Stress is pervasive in our society. For some individuals the surge of adrenaline and cortisol is a motivator, bringing about better, faster performance. For others, stress can be debilitating, wreaking havoc on the immune system resulting in chronic inflammation and ultimately, chronic illness.


The link between stress and high blood pressure is not totally clear, but stress becomes a problem when it starts negatively influencing our everyday behaviors. Risk factors associated with high blood pressure like excessive consumption of alcohol, tobacco use, and a poor diet are influenced by emotional and psychological stress.


There are many ways to manage stress in a healthy and productive way, including exercise which might seem counterintuitive. Although, exercise is a form of physical stress and it may feel like the last thing you want to do, there is some evidence that working-out stimulates the production of endorphins which act as the body’s natural painkillers and feel-good neurotransmitters. Additionally, researchers have shown that while exercise initially elevates the body’s stress response, individuals experience lower levels of stress hormones like cortisol and adrenaline after bouts of exercise, suggesting that exercise can be a modifier of stress.


A nutrient-dense diet, regular exercise, and effective stress management are important tools for maintaining cardiovascular health. It’s important to check your blood pressure regularly and it’s never too early to start because young people can have high blood pressure too (1 in 4 adults age 20 to 44 have high blood pressure according to the Centers for Disease Control and Prevention).


When's the last time you checked your blood pressure? There's no better time than now. Give your heart a little love.



References:

High Blood Pressure. Centers for Disease Control and Prevention Website. https://www.cdc.gov/bloodpressure/5_surprising_facts.htm. Updated November 9, 2020. Accessed February 1, 2021.


Whelton PK, Carey RM, Aronow WS, et al. 2017 ACC/AHA/AAPA/ABC/ACPM/ AGS/APhA/ASH/ASPC/NMA/PCNA guideline for the prevention, detection, evaluation, and management of high blood pressure in adults. J Am Coll Cardiol. 2018;71(19):e127-e248.
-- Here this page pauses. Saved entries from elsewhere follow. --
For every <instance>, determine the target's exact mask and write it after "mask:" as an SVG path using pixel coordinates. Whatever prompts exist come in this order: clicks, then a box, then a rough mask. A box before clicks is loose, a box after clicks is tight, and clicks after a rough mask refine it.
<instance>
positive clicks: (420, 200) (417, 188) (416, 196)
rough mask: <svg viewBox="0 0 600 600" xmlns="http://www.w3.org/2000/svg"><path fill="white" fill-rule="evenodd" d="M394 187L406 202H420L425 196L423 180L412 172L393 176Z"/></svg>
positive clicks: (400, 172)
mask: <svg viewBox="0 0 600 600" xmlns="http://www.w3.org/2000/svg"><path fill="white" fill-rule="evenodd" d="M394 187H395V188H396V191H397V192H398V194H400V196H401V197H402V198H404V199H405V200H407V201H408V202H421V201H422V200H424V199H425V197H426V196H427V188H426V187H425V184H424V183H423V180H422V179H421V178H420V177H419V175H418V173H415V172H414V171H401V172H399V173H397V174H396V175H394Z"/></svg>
Rêgo ML, Cabral DA, Costa EC, Fontes EB. Physical exercise for individuals with hypertension: It is time to emphasize its benefits on the brain and cognition. Clin Med Insights Cardiol. 2019;13:1-10.


Ozemek C, Laddu DR, Arena R, Lavie CJ. The role of diet for prevention and management of hypertension. Curr Opin Cardiol. 2018;33(4):388-393.


Hackney AC. Stress and the neuroendocrine system: the role of exercise as a stressor and modifier of stress. Expert Rev Endocrinol Metab. 2006;1(6):783-792.